We had both the women in question giving their story. We liked this. Will any reality show ever get this real? We also had, you know that new kid on the block, the new upper class way of showing our pain, hurt and ketchup-bleeding hearts; the candlelight vigil.
We had friends of the girl praising her. All made up and saying things their parents spent the whole night making them rehearse. This was their murderous claim to fame. Another check mark in the CV that parents make for their kids. She came on TV and parroted off with such aplomb they will say.

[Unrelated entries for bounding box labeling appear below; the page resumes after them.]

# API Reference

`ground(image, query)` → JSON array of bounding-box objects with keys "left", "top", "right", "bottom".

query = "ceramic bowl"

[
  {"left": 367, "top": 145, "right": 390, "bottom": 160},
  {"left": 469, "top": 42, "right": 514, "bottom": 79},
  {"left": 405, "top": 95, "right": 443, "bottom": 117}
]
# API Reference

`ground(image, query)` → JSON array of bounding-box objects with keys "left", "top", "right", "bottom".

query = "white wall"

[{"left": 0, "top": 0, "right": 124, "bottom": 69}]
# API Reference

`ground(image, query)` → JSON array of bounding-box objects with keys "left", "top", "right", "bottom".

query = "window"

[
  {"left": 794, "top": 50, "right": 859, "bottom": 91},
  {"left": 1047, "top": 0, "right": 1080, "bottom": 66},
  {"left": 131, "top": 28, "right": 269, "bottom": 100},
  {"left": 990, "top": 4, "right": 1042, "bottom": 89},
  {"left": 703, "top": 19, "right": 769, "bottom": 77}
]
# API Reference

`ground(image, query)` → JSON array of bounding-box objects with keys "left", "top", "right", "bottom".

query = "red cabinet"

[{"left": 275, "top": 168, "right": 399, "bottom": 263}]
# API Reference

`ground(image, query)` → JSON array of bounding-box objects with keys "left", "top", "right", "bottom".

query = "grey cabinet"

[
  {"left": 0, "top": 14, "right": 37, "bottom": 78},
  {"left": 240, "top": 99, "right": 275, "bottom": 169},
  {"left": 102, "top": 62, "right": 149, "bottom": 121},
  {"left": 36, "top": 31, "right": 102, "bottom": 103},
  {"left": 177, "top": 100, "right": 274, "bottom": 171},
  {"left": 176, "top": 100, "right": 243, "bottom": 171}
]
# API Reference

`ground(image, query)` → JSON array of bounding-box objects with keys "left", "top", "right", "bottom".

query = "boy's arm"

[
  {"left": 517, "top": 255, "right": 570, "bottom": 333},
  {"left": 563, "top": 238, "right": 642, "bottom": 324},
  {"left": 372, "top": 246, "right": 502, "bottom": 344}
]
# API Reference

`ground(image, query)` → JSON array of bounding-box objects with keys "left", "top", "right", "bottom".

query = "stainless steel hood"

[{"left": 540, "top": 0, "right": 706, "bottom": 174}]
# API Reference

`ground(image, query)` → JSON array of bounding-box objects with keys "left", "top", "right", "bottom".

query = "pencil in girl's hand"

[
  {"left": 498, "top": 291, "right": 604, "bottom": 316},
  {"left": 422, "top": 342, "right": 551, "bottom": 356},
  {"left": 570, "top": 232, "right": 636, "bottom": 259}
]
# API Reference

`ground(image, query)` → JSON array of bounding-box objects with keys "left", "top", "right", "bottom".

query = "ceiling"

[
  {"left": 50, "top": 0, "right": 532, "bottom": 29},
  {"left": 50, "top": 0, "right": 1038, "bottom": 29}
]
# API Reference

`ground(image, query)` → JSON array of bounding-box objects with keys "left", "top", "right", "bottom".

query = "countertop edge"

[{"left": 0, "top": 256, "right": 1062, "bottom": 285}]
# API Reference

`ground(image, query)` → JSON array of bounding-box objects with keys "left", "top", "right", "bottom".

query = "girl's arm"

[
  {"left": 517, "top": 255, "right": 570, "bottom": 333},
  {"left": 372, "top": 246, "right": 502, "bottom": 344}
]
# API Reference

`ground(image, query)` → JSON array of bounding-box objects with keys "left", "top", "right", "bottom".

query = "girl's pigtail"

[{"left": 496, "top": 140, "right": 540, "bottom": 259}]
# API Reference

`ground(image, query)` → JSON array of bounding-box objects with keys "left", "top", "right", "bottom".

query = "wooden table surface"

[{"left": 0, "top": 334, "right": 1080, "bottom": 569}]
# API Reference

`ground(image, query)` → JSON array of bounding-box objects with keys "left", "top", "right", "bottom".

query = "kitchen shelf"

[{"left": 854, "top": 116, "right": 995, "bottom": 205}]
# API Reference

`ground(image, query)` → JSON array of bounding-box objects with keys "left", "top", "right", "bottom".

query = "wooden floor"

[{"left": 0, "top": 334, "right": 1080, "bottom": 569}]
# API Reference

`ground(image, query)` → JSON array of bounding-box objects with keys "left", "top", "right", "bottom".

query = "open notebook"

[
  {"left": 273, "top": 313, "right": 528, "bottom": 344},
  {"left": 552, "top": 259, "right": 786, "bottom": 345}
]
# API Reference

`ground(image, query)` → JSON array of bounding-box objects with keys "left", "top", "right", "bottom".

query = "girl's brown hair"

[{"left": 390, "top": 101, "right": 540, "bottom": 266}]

The clock of the tragedy had by now circled its grotesque, vulgar, depraved life. We still don’t know any better. Tired of damning the father and having our share of gratification by making two women defend their character on primetime, we are back at the beginning.
We need something to feed our depraved souls. Nothing less than an uber middle class murder tragedy born out of wedlock, of lust will dot. Or so we would like to think.
But what about the WHATs
What if the father did not kill the girl or the servant?
What if he never had an affair with another women?
What if he is really mourning his daughter?
Whhat about the mother?
What have we made of their lives?
What have we made of their remaining lives?
What have we made of the life of that other woman and her family?
WHAT ABOUT THE WHAT? WHY DID WE NOT GIVE IT A FAIR CHANCE?
Do you think they care about it? Our editors who are feeding off other people’s tragedy. Our reporters, news- gatherers who are getting their bylines and PTCs
The only thing they care about is when will the next murder happen? Will it have this irresistible mix of sex , lust, adultery. And just to be on the safe side will it have a young girl, just old enough to have an affair herself, but of course a minor, who will preferably be butchered with a blunt instrument?
Hell, India TV maybe even carrying out a secret Havana, some Kaal Kappal sick mind would even be establishing a direct hotline with the Satan. Star, Zee, NDTV would be keeping their finger crossed. To dispel any bad omen in the way, you see.